В мозгу у меня что-то щёлкнуло, и я, заорав до рези в горле, что было мОчи побежал по коридору. В голове не было ничего кроме животного ужаса. Справа от меня пронёсся еле заметный бледно-жёлтый заряд парализатора. Видимо, сторож после падения поспешил с выстрелом и не успел толком прицелиться. Следующим выстрелом он меня точно снимет. Я нырнул головой вперёд, и надо мной пролетела маленькая молния. Я больно ударился об пол и кубарем перекатился через голову. Не снижая скорости, я вскочил и припустил дальше, взяв правее. Заряд пролетел слева. Сторож промахнулся три раза подряд. Так не бывает. Мне же до бокового коридора оставалось несколько метров. Дыхание сбилось, но я побежал ещё быстрей. Я успел свернуть, схватившись за угол рукой, чтобы не пролететь поворот. За моей спиной сверкнуло – рожа промахнулся в четвёртый раз. Я должен убраться как можно дальше. Я старался чаще сворачивать в боковые коридоры, чтобы спутать преследователей. Я не мог больше бежать, но и не мог останавливаться. Мне блазнилось, что рожи преследуют меня по пятам, но я не в силах был обернуться, и постоянно ожидал неминуемого выстрела в спину, но его всё не было и не было. Я перешёл на шаг и начал уже было верить в то, что оторвался, как впереди показался электроцикл. Я свернул за угол и вновь побежал, хотя это было уже невозможно. Без конца сворачивая, я добежал до лестницы между уровнями, чтобы не замедляться, я скатился по пандусу для квадроциклов, Уже без сил я ткнулся в первую попавшуюся дверь, услышав, как по пандусу грохочет электроцикл. На моё счастье, дверь послушно отворилась, и я ввалился в комнату. Кто-то быстро и бесшумно притворил за мной дверь. Наверное, целую минуту я был без сознания.
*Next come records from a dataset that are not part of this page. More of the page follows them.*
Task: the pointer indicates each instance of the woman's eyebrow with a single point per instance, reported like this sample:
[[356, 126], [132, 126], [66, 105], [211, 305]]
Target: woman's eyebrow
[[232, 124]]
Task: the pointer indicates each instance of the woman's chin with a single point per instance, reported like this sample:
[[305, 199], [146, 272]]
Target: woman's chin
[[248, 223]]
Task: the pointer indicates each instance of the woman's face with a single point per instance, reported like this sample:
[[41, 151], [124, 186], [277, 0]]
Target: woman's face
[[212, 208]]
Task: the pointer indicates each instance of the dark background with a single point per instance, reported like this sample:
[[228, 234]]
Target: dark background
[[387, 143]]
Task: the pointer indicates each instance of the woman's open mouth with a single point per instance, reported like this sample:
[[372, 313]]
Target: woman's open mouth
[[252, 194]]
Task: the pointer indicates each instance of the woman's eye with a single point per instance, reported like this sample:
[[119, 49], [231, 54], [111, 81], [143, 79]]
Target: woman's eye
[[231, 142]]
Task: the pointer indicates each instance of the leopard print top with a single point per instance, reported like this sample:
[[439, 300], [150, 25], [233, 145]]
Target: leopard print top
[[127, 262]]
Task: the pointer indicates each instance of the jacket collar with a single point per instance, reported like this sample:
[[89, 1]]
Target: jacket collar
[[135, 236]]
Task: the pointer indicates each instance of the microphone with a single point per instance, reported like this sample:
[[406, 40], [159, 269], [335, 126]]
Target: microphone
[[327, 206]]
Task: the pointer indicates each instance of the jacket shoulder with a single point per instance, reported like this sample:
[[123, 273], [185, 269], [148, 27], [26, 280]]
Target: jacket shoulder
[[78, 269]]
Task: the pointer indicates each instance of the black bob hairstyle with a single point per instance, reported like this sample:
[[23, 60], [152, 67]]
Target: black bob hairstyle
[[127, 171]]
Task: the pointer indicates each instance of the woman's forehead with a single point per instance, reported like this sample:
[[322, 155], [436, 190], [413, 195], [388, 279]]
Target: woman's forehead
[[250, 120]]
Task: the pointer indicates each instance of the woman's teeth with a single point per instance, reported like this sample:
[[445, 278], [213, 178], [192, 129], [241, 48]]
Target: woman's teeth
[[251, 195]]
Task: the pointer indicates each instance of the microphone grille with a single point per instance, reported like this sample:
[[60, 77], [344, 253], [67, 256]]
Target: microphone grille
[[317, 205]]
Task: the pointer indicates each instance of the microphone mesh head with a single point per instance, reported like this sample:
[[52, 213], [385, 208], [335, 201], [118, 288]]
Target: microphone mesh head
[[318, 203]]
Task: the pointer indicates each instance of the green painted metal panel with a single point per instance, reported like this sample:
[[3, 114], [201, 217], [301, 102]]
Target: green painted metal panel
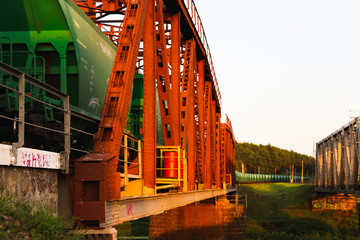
[[95, 56]]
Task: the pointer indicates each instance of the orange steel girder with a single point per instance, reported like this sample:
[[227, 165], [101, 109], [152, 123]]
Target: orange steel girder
[[163, 81], [96, 176], [189, 104], [187, 119], [175, 37], [149, 116], [199, 122], [207, 133]]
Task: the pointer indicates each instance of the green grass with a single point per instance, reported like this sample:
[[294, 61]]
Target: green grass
[[283, 211], [19, 220]]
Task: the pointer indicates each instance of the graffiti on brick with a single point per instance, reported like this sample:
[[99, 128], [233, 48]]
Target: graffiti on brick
[[37, 159]]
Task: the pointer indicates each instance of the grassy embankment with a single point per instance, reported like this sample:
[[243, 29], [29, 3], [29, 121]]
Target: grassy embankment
[[19, 220], [283, 211]]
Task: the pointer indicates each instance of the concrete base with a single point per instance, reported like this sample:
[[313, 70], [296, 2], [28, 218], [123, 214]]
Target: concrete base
[[200, 221], [98, 234], [38, 186], [333, 202]]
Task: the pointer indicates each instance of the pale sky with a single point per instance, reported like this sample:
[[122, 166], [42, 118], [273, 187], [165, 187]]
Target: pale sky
[[288, 70]]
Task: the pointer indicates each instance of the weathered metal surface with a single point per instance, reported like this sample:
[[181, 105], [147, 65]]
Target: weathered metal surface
[[131, 209]]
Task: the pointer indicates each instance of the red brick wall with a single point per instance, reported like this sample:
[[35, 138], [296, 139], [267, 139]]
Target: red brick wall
[[202, 221]]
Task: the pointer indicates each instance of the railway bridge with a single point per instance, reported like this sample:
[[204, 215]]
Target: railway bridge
[[110, 110]]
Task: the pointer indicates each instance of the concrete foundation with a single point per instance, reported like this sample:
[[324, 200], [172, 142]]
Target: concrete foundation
[[38, 186], [333, 202], [221, 220]]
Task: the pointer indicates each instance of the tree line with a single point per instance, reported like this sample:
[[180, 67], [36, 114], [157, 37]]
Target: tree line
[[269, 159]]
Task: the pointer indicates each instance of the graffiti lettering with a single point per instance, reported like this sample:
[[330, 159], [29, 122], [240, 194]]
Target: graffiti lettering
[[129, 209]]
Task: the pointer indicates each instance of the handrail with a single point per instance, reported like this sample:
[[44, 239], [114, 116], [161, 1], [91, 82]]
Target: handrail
[[22, 79]]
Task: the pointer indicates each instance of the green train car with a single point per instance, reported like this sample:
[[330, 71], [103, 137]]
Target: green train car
[[263, 178], [56, 43]]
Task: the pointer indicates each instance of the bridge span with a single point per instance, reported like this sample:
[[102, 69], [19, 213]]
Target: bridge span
[[115, 104], [337, 160]]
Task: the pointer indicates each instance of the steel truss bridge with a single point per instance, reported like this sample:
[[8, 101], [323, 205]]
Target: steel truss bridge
[[124, 177], [337, 160]]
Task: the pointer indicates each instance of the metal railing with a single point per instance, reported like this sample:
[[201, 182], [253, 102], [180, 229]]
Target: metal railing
[[131, 162], [171, 167], [21, 93], [194, 14]]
Чья-то участливая рука помогла мне подняться с пола и отвела к дивану. Я рухнул головой в подушку, хрипло дыша. В глазах было темно, и мельтешили мелкие мушки, сливаясь в причудливые фигуры. Голова кружилась, словно на карусели, в боках кололо, а лёгкие были готовы разорваться на части. Мой мягкотелый организм никогда не подвергался подобным нагрузкам.
– Что произошло? – Услыхал я сквозь вату голос своей доброй классной учительницы.
– Н-н-н-не … вы … ух … д-давайте м-ме… большего из себя я не смог выдавить.